1. The implied 3-month euro volatility has increased from the 5-year lows seen in the middle of last November near 6.4% to move above 9.0% at the end of last week. It has eased a bit, which is understandable give the 32 tick range yesterday, while the US was on holiday, and that the euro is within the range set last Tues-Wed between $1.3257 and $1.3394. The 100-day moving average of 3-month euro vol is just below 7.9%. A move back below there would suggest the recent increase is not the beginning of a new trend.
2. Yet while the euro vol increased, the volatility of the S&P 500, the VIX, trended lower. It peaked at the end of last year near 23% and has collapsed to multi-year lows below 12.5%. The 100-day moving average of the VIX is near 16%.
3. These divergent trends means that the correlation between euro vol and S&P vol has weakened considerably. After peaking near 0.66 last Sept, the correlation of returns (60-day correlation conducted on the percent change of the VIX and euro vol), it has fallen below 0.24, the lowest since late 2009.
4. The correlation between the euro and the S&P 500 continues to trend lower. The Great Graphic, posted here (constructed on Bloomberg) shows the correlation between the euro and the S&P 500 going back to the beginning of 2012. The 60-day rolling correlation (on percentage change) is near 0.29. It is only the second time since March 2011 that it has been below 0.30. Recall that the correlation reached a record high in late 2011 near 0.85. The decline of the correlation between the euro and S&P 500 illustrates the breakdown of the RoRo (Risk-On/Risk-off) matrix which seemed to dominate early years of the crisis.

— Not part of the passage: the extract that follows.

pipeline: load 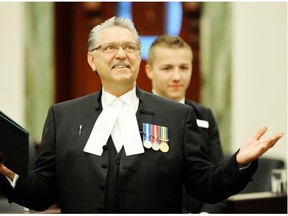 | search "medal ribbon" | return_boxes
[143,123,151,141]
[152,125,159,143]
[160,126,169,142]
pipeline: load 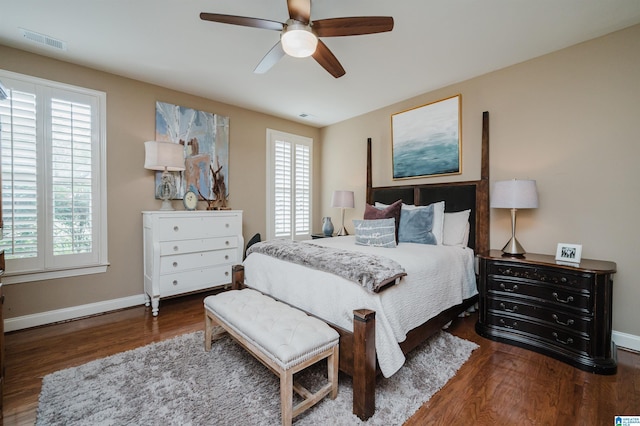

5. This combination of this breakdown and the firmer euro volatility, if sustained, would seem to herald the normalization of market conditions. Nevertheless, with extensive QE from the Federal Reserve and BOJ still in the pipeline, the ECB's OMT facility, and the distortions this causes to asset pricing, it is difficult place much confidence in the normalization of market relationships. Still, the lower correlation between the euro and the S&P 500 is important for fund managers.